In [None]:
import numpy as np
import pandas as pd
from ISLP import load_data
from sklearn.preprocessing import StandardScaler
from sklearn.linear_model import LinearRegression
from sklearn.model_selection import train_test_split

NYSE = load_data('NYSE')
cols = ['DJ_return', 'log_volume', 'log_volatility']

X = pd.DataFrame(
    StandardScaler().fit_transform(NYSE[cols]),
    columns=cols,
    index=NYSE.index
)

lags = 5
X_lagged = pd.concat([X.shift(i) for i in range(1, lags+1)], axis=1)
X_lagged.columns = [f"{col}_lag{i}" for i in range(1, lags+1) for col in cols]

X_lagged = X_lagged.dropna()
Y = X.loc[X_lagged.index, 'log_volume']
X_flat = X_lagged.copy()

In [None]:
train_idx, test_idx = train_test_split(range(len(X_flat)), test_size=0.2, shuffle=False)
X_train, X_test = X_flat.iloc[train_idx], X_flat.iloc[test_idx]
Y_train, Y_test = Y.iloc[train_idx], Y.iloc[test_idx]

In [None]:
lr_flat = LinearRegression()
lr_flat.fit(X_train, Y_train)

r2_flat = lr_flat.score(X_test, Y_test)
print(f"Test R^2 (flattened sequences): {r2_flat:.4f}")

Test R^2 (flattened sequences): 0.3912


In [4]:
lr_standard = LinearRegression()
lr_standard.fit(X_train, Y_train)
r2_standard = lr_standard.score(X_test, Y_test)
print(f"Test R^2 (standard AR): {r2_standard:.4f}")

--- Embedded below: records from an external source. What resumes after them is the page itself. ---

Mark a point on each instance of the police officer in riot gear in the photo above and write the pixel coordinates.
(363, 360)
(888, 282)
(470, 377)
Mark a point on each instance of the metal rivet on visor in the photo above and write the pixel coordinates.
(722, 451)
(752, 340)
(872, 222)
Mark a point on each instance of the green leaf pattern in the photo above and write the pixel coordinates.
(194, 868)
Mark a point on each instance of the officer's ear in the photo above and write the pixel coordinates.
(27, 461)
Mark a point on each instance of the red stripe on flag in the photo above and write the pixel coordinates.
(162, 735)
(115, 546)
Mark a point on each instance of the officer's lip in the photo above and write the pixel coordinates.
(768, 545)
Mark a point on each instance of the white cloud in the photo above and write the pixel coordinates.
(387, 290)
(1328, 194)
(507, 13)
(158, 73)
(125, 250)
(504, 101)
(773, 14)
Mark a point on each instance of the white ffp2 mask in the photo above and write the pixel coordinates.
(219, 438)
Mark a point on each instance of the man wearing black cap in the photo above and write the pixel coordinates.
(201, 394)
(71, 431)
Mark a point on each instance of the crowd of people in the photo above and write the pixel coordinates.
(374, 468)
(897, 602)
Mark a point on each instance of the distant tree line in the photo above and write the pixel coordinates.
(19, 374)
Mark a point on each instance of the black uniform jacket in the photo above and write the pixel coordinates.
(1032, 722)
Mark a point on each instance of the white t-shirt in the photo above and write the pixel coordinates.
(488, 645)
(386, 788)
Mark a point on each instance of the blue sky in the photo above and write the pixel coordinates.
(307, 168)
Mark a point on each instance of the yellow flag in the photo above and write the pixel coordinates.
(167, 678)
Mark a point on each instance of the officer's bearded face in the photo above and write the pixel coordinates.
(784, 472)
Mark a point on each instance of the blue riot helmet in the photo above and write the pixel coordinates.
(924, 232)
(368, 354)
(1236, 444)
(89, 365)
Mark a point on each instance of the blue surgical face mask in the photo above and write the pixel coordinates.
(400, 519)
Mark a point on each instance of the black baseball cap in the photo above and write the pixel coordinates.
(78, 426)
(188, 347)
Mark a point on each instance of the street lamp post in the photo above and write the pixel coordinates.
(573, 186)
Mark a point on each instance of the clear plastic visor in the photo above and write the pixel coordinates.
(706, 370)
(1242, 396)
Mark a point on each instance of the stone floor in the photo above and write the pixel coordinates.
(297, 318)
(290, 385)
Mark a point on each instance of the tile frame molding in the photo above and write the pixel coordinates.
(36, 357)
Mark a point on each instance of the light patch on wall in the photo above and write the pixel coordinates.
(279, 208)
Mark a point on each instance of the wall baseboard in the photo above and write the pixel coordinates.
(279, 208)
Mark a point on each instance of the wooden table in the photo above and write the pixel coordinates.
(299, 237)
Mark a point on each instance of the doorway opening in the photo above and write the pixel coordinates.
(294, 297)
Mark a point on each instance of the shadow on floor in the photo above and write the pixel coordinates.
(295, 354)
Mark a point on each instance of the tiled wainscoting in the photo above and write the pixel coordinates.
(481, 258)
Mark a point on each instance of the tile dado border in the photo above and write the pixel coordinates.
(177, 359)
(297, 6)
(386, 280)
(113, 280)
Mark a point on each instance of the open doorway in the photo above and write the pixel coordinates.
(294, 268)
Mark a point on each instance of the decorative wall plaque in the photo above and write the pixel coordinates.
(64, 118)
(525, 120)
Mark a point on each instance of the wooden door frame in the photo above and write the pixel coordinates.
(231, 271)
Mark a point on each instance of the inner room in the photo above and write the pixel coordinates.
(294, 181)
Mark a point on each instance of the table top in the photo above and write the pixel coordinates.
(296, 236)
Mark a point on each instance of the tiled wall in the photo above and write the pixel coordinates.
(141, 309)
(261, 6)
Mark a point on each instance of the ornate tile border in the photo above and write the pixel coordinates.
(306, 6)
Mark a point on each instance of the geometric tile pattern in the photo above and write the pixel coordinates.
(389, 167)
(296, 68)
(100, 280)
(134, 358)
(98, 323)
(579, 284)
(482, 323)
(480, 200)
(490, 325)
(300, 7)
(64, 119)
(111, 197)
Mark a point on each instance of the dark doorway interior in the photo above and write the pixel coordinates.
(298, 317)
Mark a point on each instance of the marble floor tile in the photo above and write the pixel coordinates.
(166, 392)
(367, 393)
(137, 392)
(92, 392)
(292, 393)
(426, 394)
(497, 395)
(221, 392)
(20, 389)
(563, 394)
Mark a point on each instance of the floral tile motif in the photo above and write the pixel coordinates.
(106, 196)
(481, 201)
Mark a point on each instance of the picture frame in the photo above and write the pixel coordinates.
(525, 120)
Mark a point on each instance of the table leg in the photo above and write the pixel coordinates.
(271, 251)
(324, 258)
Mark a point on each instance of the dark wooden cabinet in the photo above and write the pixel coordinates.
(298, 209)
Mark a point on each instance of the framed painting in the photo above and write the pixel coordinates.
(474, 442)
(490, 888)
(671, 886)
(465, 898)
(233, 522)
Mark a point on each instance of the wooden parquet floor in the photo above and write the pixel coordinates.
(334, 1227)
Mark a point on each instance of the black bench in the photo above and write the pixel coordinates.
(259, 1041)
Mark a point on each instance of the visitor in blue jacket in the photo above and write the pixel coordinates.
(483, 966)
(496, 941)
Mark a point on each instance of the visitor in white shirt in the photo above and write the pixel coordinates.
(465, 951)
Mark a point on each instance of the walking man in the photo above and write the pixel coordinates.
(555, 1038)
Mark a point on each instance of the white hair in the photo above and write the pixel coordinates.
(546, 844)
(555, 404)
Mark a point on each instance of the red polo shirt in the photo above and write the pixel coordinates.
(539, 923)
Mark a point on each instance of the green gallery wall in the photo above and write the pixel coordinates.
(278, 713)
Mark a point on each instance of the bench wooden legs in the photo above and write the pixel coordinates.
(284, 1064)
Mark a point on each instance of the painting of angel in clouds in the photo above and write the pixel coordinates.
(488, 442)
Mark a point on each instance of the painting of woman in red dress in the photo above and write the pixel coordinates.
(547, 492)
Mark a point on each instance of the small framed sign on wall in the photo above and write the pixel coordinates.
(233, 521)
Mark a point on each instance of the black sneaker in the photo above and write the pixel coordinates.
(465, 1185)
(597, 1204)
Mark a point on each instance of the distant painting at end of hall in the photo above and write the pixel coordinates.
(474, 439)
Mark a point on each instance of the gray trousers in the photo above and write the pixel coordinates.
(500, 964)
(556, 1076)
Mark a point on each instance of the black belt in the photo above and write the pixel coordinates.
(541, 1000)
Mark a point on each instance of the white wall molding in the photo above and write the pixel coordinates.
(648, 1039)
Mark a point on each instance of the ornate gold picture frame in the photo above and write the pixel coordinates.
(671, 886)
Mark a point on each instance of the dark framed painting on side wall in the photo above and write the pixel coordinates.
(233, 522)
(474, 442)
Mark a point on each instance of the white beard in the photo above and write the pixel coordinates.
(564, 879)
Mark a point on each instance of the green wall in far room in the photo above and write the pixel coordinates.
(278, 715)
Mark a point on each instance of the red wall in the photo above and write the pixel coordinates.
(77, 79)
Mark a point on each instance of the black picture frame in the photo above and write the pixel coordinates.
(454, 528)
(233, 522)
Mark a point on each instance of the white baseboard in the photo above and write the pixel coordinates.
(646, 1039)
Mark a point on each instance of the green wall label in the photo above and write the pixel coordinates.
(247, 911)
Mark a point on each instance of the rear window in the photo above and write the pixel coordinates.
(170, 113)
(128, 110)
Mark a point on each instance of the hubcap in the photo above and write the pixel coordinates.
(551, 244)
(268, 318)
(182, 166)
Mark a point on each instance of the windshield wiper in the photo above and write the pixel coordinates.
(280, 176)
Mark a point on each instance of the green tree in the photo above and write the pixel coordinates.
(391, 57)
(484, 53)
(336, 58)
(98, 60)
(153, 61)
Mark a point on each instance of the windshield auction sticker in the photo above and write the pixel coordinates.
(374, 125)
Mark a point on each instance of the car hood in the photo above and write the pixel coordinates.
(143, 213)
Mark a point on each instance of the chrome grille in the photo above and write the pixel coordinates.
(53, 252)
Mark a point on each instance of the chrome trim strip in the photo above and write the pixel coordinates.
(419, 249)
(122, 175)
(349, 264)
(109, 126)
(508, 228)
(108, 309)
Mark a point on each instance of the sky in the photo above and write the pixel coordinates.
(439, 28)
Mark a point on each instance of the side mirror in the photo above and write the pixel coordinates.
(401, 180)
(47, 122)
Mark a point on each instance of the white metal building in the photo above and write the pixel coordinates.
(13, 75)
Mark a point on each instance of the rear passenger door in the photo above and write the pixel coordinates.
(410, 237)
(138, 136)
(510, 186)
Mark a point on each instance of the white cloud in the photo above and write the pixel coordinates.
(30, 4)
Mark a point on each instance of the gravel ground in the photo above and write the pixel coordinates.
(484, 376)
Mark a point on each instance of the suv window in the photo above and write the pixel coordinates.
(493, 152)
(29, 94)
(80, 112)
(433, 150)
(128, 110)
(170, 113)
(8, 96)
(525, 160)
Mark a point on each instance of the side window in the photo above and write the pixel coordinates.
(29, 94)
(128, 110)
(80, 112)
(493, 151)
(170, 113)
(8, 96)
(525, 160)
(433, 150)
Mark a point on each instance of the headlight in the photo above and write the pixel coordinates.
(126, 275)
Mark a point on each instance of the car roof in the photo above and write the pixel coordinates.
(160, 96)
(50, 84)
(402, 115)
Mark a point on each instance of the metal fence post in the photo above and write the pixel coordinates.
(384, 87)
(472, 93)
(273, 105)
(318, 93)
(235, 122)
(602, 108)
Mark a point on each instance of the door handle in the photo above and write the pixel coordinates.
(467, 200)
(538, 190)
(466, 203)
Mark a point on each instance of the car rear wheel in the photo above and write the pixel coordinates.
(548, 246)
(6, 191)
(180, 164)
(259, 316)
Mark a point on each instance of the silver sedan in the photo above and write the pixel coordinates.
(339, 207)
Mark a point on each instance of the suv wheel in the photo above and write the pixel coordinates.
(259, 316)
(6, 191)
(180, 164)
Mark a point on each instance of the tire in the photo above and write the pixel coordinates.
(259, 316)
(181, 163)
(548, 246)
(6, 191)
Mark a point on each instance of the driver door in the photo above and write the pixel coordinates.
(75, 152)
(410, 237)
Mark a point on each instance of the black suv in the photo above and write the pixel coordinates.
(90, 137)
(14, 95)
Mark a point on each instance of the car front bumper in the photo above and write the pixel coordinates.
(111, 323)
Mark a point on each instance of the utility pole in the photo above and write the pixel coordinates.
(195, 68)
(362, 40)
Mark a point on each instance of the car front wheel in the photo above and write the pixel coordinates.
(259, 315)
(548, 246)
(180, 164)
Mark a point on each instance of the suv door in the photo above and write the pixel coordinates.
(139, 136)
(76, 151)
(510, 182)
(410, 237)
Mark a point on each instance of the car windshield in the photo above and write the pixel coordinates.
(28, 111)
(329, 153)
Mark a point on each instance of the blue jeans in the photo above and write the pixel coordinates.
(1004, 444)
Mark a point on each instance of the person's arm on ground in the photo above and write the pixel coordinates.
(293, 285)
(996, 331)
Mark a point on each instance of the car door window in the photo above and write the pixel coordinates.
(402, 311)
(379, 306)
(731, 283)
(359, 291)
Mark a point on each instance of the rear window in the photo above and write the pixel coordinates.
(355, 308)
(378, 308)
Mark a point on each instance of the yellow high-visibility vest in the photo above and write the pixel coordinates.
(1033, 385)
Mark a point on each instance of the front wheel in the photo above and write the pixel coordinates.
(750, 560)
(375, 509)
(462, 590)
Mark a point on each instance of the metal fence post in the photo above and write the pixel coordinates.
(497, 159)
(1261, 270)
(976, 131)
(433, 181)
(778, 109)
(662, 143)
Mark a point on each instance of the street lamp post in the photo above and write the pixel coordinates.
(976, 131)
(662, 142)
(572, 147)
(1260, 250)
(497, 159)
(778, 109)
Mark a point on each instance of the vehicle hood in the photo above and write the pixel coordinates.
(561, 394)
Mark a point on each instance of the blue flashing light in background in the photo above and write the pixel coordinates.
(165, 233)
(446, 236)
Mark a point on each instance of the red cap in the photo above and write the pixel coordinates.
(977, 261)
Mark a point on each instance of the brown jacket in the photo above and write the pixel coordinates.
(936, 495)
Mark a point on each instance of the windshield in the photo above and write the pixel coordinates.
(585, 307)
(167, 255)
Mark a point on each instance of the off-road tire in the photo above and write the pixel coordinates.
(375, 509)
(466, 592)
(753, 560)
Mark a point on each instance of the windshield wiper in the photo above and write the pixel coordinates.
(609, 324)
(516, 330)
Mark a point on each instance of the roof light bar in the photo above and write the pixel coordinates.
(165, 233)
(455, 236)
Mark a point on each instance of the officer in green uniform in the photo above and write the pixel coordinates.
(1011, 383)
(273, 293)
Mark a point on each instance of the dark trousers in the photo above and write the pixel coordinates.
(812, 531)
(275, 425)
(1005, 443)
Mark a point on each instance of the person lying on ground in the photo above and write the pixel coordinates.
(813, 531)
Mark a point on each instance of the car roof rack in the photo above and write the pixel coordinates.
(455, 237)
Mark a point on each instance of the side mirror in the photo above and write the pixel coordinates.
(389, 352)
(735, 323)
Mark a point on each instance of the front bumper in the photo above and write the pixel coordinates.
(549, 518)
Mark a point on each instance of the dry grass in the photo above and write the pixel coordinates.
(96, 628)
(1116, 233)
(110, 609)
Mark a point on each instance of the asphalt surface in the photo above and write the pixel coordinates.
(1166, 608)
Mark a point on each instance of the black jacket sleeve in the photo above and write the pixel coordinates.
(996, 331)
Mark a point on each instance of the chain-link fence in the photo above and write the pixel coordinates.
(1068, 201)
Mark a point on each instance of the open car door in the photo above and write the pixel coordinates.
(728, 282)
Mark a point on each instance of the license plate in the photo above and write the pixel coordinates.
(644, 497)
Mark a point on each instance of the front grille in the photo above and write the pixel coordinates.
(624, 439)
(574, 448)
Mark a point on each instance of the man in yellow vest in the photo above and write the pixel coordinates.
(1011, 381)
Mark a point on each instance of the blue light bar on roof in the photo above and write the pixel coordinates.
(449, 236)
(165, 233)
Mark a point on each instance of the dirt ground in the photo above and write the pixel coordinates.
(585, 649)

Test R^2 (standard AR): 0.3912


Both the flattened sequence approach and the standard linear AR model yield the same **test R² of 0.391**, indicating that they explain about 39% of the variance in the target variable **log_volume**. This equality occurs because, for a linear model, flattening the lagged sequences does not change the information content: each approach uses the same lagged predictors. The advantage of flattening sequences lies primarily in its compatibility with **RNNs and other sequence models**, where a 3D input of **(samples, timesteps, features)** is required. In contrast, the standard AR approach is simpler, more interpretable, and sufficient for linear regression on lagged data. Thus, while both methods perform identically in this linear setting, flattening becomes more relevant when extending to nonlinear or deep learning models.